クラッシュアイスをまとめて魔法で細かく砕く。風の刃をちょいと工夫すれば出来たんじゃよ。この砕いた氷にシロップがあれば良かったんじゃが、無いようなんで市場で買った果物を魔法で搾る。手じゃと汚れるし、ジジイの手で搾ったもんなんぞ口に入れたくないじゃろうからのう。
「おまたせじゃ、エミリーちゃん」
エミリーちゃんの前に置いたのはかき氷。魔法を使って無理矢理作ったんじゃ。
「いただきます!」
エミリーちゃんは運ばれてくるや否やスプーンを手にして迷わずいった。
「あまーい、つめたーい、おいしー!」
三段活用じゃな。美味かったようじゃ。それに味をしめてどんどん口の中に入れていく。そして……
「いたたたたた!?」
とうとうそれの痛みまでも到達した。いわゆるアイスクリーム頭痛と言うやつである。なんかキーン効果とか間違って覚えとる人もおるらしいわい。キーンと言えばワシの耳はキーンと音がして聞こえんことなっとったんじゃが今はなんともないわい。
「ほれ、温かい緑茶じゃ」
「ありがとうおじーちゃん。ううっ、あたまいたい」
「誰もとりゃあせんからゆっくりお食べ」
「はーい」
そして国王陛下とルドミラール夫妻にも出してやる。スプーンもちゃんと付けたからな!
「見た通りじゃ。ゆっくり食べなさい」
「いただきます。確かにこれは甘くて美味しい」
「おお、これはすごい……作り方を教えて貰っても?」
「構わんがキチンと魔法をコントロール出来る人じゃないと出来んでしょうな」
先程の果物を絞るやつはそこまで難しくない。いざとなったら圧縮すればいいだけの話である。問題は氷を作って削る段階である。氷魔法を使える魔法使いを探さんといかんからのう。
「さてと、お腹も太ったところでフィリップ殿と話さねばならん」
「明日のご飯ですかな?」
「スラムの事じゃ」
何を言うておるのかと思ったら。まあ食事が終わったあとで頭の中は料理でいっぱいじゃったかもしれんが。
「スラムの……確かに大事ですな」
ちゃんと顔がキリッとした。こうでなくてはのう。
「長い間、かどうかわからんが海魔バハムートがおった事で街が寂れスラムで路頭に迷う子どもが沢山生まれた。そしてそれは大人もじゃ」
「大人は警備に使うと言うことでしたな」
「幸いと言っていいかはわからんがこの領都には騎士団も私兵もおらんからのう」
騎士団、と聞いて国王陛下がびくっとする。いやいや別に責めとる訳じゃあないんじゃよ。

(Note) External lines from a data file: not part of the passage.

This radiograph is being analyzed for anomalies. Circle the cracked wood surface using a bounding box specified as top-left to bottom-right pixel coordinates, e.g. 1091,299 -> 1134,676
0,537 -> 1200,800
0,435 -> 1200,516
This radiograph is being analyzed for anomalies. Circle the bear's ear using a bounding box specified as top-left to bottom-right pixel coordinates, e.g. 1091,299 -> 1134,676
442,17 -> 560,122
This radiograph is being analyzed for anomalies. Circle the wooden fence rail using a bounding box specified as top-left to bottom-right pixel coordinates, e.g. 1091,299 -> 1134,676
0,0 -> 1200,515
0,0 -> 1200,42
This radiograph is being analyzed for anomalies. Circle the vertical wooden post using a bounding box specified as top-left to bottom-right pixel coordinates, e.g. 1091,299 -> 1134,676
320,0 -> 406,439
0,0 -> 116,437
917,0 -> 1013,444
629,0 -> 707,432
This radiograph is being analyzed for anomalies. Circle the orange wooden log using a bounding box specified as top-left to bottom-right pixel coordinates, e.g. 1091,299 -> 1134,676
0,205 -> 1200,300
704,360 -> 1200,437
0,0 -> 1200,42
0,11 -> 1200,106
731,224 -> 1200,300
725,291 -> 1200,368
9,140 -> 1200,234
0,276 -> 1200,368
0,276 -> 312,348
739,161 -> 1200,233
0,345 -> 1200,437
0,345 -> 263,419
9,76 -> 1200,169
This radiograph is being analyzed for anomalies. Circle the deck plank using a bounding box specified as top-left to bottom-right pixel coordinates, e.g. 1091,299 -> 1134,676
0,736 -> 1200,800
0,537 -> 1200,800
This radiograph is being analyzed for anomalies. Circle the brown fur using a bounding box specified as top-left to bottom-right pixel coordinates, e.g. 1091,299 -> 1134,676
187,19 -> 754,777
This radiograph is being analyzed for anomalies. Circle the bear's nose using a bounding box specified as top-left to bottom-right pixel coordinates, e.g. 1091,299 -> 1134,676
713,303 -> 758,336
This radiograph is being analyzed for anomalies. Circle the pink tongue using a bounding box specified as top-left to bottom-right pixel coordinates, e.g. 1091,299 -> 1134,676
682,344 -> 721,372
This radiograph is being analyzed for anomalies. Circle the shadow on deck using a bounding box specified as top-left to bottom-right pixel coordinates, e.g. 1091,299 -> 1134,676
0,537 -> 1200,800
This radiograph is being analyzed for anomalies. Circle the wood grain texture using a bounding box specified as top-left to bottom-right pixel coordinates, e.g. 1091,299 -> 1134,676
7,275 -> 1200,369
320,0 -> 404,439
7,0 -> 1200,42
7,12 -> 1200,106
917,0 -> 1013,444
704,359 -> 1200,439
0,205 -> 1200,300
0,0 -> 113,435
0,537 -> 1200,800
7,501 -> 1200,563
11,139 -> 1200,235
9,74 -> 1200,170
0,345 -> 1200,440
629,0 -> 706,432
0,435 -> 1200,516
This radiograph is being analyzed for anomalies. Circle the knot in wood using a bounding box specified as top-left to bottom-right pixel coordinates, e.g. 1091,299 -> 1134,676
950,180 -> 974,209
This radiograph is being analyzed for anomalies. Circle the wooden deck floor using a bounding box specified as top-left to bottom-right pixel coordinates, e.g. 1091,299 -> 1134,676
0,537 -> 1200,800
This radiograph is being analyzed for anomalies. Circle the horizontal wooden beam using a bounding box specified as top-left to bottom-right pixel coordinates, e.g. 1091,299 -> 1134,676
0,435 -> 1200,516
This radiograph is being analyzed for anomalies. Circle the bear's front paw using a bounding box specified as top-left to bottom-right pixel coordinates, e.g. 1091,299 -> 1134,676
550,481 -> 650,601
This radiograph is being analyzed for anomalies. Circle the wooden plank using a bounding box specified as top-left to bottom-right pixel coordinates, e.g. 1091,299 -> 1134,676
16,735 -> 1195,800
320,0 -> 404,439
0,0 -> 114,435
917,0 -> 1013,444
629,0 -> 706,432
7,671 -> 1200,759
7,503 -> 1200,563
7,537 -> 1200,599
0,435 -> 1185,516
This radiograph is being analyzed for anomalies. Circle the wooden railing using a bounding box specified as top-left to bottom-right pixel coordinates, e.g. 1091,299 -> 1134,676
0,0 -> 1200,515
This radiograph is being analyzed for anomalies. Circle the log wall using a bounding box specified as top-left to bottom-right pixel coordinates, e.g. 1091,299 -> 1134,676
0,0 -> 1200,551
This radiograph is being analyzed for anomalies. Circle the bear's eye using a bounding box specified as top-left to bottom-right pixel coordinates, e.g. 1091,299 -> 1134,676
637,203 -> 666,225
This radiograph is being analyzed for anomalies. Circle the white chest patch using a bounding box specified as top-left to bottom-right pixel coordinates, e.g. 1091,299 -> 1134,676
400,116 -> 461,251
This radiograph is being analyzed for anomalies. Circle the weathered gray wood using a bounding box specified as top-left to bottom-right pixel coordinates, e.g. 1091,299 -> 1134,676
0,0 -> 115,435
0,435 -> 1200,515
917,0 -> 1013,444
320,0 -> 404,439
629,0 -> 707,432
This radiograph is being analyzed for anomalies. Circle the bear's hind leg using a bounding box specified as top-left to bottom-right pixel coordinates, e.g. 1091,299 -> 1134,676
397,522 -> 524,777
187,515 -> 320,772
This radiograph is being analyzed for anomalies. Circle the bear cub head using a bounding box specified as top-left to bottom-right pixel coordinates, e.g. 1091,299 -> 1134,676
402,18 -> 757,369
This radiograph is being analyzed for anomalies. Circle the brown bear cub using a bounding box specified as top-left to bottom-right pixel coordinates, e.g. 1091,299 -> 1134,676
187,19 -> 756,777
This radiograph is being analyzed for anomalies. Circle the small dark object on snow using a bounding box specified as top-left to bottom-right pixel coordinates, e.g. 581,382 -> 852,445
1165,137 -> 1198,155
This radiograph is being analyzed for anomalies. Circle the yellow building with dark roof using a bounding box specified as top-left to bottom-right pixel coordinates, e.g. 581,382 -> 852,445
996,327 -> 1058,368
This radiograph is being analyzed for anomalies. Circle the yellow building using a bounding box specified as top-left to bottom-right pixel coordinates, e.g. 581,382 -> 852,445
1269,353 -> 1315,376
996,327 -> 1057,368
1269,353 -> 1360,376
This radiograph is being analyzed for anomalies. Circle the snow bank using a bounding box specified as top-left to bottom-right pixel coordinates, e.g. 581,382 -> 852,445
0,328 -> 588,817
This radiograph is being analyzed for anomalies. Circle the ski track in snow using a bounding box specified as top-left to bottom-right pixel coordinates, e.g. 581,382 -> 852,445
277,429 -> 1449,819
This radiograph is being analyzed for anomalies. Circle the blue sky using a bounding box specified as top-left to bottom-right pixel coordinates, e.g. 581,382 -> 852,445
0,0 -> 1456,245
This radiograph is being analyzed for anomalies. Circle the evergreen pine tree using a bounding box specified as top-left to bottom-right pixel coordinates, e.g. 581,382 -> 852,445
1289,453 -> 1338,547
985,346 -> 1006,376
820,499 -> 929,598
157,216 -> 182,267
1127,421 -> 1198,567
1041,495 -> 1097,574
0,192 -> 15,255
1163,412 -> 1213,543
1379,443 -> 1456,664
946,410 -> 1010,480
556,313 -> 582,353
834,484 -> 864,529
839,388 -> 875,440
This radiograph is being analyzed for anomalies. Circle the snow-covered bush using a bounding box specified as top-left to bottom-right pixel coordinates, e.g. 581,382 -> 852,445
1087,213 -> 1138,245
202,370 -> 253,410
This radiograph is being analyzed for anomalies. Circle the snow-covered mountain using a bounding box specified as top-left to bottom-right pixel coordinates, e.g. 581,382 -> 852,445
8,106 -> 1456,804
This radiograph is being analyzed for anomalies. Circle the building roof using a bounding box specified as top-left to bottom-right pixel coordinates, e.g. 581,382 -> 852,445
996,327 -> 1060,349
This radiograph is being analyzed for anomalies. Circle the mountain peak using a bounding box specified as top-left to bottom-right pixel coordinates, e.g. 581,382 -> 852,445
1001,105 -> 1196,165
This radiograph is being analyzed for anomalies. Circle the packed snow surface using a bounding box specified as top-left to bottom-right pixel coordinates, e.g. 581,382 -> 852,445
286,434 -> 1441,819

「その……カゼーイ子爵の捕縛に寄越した騎士団をそのまま常駐させましょうか?」
「さすがにそれは騎士団が可哀想じゃろう。来たがる人間がおるかどうかはわからんが希望者を言い含めて配備してくれると嬉しいがの」
せっかくじゃからここに来て好きになってくれるのがええのう。今のところはおらんかもじゃがこれから発展していくことを考えたら悪くない勤務地じゃと思うんじゃよ。
「それで子どもたちの処遇じゃが……なんかええ案があるかのう?」
「私としてはなんとも。孤児院なんかもありませんでしたし」
そうじゃ、それじゃよ。なんで孤児院がないんかのう?
「予算の関係でして……子どもたちを何とかする前に街が干上がりそうでしたから」
「まあこれからは収入も入ってくるじゃろう。とはいえ、すぐにでも色々必要になるとは思う。そこでワシが薬草畑を提案した」
「薬草……人の手で育てるにはかなりの難易度と聞きます。大丈夫なんでしょうか?」
薬草はやっぱり育てるのが難しいそうじゃ。というか放っておくと雑草になるんだとか。
「それでワシがしばらくの間ポーションを作ろうと思うんじゃが」
「作れるのですか?」
「簡単なものならのう。そのうち、錬金術師でも薬師でもええから人をまわしておいてくれると助かるのう」
「かしこまりました!」
フィリップ殿と国王陛下まで返事をされた。ま、まあ、ええじゃろ。斡旋とかして来てくれるなら助かるからのう。
ワシはどれ、と異空間収納から薬草と甘露草を取り出した。さて、あとは錬金術のセット?かのう。どこで売っとるんじゃろうか。薬草でポーションの作り方は……なるほどすり潰すんじゃな。ならすり鉢でもええか。
この時に魔力を加えるんじゃったの。おいしくなあれ、萌え萌えきゅん。とかやった方がええんかの? あれは付与されるのが普通に値段のみじゃとおもうん。
次に甘露草をこれまた魔力を込めてすり潰す。さっきとは違うすり鉢にするかの。
ぐるぐる合わせて混ぜて……うむ、これを煮出して出来上がりじゃ。さて、フィリップ殿に味見してもらおうかの。